Seit den 1990er Jahren widmet er sich ausschließlich den „Zentralformen“, wie er seine bis zu 3 x 3 Meter großen Bilder bezeichnet. „Der Kreis ist eine Form, die sich aus dem Schwung des Pinsels ergibt und magnetisch und meditativ zugleich wirkt“.

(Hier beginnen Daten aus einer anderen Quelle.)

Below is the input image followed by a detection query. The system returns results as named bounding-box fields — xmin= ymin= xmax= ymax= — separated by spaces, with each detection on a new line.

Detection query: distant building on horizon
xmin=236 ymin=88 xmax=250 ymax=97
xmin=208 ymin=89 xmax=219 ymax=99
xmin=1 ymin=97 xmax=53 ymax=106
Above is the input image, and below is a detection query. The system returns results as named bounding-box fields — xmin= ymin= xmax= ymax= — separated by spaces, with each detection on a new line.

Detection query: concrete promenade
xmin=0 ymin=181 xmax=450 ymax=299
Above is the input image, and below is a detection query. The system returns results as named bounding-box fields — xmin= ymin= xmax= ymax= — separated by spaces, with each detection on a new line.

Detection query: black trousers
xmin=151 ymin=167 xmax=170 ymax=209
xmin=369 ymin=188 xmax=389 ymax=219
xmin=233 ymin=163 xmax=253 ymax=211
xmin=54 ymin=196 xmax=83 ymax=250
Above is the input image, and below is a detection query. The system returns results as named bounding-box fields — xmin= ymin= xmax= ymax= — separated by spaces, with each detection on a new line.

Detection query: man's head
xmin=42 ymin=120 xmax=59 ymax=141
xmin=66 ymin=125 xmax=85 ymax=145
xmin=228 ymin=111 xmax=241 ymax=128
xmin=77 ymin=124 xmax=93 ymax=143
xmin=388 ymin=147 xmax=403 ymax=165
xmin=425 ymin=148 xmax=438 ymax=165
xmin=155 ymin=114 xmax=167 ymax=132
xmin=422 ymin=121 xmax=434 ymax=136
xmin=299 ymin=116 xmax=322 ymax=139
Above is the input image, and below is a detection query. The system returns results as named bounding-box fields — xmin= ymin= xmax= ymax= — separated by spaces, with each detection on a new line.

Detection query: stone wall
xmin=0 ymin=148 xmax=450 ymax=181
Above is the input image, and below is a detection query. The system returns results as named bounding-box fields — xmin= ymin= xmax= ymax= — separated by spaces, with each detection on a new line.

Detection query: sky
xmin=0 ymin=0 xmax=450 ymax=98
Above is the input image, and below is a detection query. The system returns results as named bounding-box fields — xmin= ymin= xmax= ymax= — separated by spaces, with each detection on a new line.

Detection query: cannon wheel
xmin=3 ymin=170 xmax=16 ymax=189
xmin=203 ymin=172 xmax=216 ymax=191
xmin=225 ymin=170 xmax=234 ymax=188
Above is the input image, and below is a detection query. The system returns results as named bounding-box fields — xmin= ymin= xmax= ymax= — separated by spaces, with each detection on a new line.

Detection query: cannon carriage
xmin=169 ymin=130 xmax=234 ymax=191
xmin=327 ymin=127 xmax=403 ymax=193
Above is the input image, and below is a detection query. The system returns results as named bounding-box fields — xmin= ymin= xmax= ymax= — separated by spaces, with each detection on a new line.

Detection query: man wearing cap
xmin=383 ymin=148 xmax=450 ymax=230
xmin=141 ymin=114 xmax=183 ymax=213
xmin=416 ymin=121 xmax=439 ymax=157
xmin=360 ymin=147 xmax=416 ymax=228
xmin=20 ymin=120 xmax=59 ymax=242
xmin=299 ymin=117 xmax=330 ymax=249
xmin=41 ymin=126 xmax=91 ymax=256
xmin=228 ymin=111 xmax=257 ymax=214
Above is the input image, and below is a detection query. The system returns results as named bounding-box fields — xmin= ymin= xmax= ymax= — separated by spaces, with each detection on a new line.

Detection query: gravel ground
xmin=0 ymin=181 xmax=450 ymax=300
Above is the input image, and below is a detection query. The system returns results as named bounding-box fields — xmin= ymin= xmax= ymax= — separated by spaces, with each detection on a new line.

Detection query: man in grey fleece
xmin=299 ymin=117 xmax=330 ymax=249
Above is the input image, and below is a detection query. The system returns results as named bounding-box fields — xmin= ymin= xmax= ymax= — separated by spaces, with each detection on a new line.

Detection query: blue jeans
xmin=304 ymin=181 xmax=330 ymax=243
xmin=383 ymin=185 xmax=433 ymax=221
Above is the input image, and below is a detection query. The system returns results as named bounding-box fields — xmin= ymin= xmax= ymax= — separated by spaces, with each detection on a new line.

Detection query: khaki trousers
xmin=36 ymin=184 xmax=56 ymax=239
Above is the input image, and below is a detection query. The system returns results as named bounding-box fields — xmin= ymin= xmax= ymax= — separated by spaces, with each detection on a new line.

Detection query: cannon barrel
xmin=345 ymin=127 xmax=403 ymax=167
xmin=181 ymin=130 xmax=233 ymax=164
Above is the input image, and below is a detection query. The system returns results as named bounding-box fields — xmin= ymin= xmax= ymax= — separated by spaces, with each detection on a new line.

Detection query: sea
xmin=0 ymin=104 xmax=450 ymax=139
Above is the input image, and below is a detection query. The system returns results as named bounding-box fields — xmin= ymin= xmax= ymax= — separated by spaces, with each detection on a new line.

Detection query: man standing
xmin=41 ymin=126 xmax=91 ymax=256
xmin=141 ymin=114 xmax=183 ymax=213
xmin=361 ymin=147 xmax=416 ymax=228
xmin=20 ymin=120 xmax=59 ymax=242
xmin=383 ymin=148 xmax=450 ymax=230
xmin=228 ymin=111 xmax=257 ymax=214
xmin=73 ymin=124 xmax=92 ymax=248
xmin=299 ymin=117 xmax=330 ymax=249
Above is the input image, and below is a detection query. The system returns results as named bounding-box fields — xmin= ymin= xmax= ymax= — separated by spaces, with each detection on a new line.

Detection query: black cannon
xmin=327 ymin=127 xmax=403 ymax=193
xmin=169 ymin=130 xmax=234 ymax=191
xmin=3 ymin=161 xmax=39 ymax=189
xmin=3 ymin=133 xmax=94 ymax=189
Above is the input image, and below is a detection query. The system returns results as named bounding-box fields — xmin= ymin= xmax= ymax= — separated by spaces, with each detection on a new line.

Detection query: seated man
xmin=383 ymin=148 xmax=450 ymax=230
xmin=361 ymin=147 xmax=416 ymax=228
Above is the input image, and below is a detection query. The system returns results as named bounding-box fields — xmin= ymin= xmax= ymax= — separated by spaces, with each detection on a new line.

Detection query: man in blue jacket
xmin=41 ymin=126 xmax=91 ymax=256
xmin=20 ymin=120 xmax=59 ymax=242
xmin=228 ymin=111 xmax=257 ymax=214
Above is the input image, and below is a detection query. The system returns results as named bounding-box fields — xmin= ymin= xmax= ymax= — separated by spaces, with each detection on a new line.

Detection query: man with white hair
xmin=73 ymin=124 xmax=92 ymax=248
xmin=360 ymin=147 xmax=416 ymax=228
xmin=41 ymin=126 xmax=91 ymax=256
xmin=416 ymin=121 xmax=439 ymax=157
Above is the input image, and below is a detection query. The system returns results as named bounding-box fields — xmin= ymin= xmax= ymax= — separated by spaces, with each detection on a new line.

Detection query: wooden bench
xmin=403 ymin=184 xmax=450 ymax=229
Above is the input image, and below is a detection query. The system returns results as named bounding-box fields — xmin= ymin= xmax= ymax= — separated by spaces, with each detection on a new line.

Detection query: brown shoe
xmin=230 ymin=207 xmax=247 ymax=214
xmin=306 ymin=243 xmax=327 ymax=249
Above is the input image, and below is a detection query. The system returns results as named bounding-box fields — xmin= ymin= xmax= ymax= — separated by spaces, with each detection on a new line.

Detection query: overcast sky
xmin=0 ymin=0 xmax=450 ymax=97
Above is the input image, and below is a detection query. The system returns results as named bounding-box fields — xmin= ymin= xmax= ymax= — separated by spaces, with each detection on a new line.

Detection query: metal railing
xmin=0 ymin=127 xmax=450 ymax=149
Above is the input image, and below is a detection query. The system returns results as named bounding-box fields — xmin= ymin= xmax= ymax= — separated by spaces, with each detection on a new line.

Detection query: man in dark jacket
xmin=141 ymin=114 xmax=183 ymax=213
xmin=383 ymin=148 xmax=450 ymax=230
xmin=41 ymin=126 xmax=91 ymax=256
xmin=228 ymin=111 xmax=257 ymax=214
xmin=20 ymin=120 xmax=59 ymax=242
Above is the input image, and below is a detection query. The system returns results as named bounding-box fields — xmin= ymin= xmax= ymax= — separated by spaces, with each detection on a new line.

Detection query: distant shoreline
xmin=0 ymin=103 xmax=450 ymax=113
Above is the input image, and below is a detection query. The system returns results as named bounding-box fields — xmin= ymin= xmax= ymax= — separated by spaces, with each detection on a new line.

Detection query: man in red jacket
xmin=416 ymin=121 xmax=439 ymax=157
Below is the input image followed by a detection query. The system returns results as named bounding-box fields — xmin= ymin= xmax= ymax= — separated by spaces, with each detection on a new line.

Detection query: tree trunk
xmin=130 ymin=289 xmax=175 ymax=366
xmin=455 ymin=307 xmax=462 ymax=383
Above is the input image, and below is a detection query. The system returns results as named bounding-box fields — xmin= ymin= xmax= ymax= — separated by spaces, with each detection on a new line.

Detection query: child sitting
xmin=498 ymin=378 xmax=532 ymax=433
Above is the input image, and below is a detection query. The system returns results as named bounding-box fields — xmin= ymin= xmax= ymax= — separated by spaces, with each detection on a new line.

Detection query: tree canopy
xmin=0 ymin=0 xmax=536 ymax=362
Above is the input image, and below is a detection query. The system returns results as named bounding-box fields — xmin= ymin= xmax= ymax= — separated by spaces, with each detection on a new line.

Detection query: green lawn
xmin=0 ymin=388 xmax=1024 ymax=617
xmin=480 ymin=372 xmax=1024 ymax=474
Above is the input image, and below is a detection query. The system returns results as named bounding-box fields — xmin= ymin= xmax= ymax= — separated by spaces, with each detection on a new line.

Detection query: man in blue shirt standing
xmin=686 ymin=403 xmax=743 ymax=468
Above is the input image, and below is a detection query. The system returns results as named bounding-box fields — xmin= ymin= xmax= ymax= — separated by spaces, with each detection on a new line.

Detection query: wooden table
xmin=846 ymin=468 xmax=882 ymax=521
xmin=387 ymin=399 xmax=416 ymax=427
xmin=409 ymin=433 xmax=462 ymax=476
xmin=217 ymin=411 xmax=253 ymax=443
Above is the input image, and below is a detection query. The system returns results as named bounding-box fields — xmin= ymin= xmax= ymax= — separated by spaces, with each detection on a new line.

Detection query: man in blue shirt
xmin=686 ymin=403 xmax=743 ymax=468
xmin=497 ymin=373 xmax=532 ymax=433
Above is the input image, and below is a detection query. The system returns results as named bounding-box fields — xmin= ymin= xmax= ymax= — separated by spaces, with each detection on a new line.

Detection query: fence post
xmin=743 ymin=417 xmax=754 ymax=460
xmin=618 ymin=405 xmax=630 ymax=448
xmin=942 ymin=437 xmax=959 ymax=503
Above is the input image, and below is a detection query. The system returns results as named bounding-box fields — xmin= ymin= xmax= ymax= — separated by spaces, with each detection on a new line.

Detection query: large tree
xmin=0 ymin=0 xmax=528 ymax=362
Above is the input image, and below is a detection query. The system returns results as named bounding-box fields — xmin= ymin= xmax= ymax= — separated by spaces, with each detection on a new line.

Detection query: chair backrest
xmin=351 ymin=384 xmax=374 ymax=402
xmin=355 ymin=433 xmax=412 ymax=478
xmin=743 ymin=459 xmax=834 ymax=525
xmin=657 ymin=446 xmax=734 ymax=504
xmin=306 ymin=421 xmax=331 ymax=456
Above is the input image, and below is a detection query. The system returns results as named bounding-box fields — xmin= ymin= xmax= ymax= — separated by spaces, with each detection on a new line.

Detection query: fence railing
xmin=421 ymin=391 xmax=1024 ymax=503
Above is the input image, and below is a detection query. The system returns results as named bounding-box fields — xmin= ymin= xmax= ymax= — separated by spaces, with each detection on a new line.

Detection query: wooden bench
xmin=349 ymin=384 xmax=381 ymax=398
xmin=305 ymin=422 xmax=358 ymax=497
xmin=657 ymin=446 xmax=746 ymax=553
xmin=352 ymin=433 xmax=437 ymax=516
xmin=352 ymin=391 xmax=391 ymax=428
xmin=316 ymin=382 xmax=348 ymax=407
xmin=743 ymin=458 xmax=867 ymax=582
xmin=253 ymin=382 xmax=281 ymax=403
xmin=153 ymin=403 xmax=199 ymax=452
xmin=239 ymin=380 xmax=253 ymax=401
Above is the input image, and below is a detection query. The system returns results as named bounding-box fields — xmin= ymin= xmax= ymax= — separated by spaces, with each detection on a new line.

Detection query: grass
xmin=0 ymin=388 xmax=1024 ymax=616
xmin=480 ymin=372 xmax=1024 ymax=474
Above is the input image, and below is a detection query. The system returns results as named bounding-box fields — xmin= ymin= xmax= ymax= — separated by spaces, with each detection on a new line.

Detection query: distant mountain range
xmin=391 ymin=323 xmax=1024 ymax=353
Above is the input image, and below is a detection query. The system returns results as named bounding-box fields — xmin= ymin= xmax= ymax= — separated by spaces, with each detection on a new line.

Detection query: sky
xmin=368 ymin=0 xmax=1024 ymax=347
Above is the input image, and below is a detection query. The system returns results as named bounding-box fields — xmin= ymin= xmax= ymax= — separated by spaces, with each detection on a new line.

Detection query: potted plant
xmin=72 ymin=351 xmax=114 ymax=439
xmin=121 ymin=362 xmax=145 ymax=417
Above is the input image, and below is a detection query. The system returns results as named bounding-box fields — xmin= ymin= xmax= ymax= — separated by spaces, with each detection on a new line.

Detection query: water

„Wenn Licht auf die Interferenzpigmente trifft, wird das „weiße„ Licht – wie bei einem Prisma – in farbiges Licht aufgespalten. Je nach Pigment wird nur eine spezifische Lichtwelle reflektiert, zum Beispiel grünes oder blaues Licht. Je nach Betrachtungsposition verändert sich die Farbe, die man am Bild wahr- nimmt. So entsteht eine changierende Farbfläche, die meine Bilder total lebendig macht.“
Ein weiterer Arbeitsbegleiter ist Musik. „Ihr Rhythmus gibt den Rhythmus meiner Arbeit vor. Am liebsten höre ich Barockmusik oder Jazz – je nachdem welchen Drive ich brauche. Wenn das Bild einen Sound erzeugt und es WUMM macht, dann ist es fertig.“ 

Schaberls Kernfrage lautet: Wie agieren Materialien und Formen miteinander um einen einzigartigen vollendeten Klang entstehen zu lassen? (Die zweite Kernfrage lautet, wo er die besten Pilze findet, aber dies gehört zu einer anderen Form künstlerischer Auseinandersetzung.) Also, um diese simple, aber in der Konsequenz ihrer Folgen unabsehbare Frage nach dem vollendeten Klang zu beantworten, experimentiert er in seinem Wiener Laboratorium und schafft eine unmittelbare Malerei. Und ein Ende der Entwicklung ist nicht absehbar. Denn es gelingt dem Künstler die Spannungsschraube immer noch ein wenig weiter zu drehen und uns mit neuen Sinneseindrücken zu verführen, zu beglücken und in Bewegung zu halten. Indem er seit einigen Jahren Iriodin-Farben verwendet, zwingt er den Betrachter sich vor den Gemälden hin und her zu bewegen, denn je nach Sonnenstand, Lichtverhältnissen und Position des Betrachters offenbaren sich gänzlich unterschiedliche Farbtöne, die von hellem Blau über Grün bis hin zu Rostrot reichen können. Insbesondere in unserer Zeit des schnellen Wandels wird deutlich, wie wichtig Kunstwerke sind, die uns Bilderflutgeplagten zu einem entschleunigten Sehen und reflektiertem Handeln hinführen können. Der Künstler gibt uns mit seinen Zentralformen die Möglichkeit den gemalten Raum als Aggregatzustand zu entdecken, der durch den Betrachter im Prozess des Sehens zum Leben erweckt wird. Doch – und dies ist das Besondere und Einzigartige an der Betrachtung eines Werkes von Robert Schaberl – nur wer sich bewegt, erfährt den ganzen Reichtum der verborgenen Farb-Welten, das Pulsieren der Lasuren und die Öffnung des Raumes hin zum Farbklang. In den beiden hier gezeigten Werken zeigen sich gut die intensiven Strahlkräfte der Farben (einzeln und als Gesamtes), die grandiose Sprengkraft der räumlichen Wirkung, aber auch die ungeheure Faszination, welche Robert Schaberls Malerei um der Malerei willen auf uns ausübt.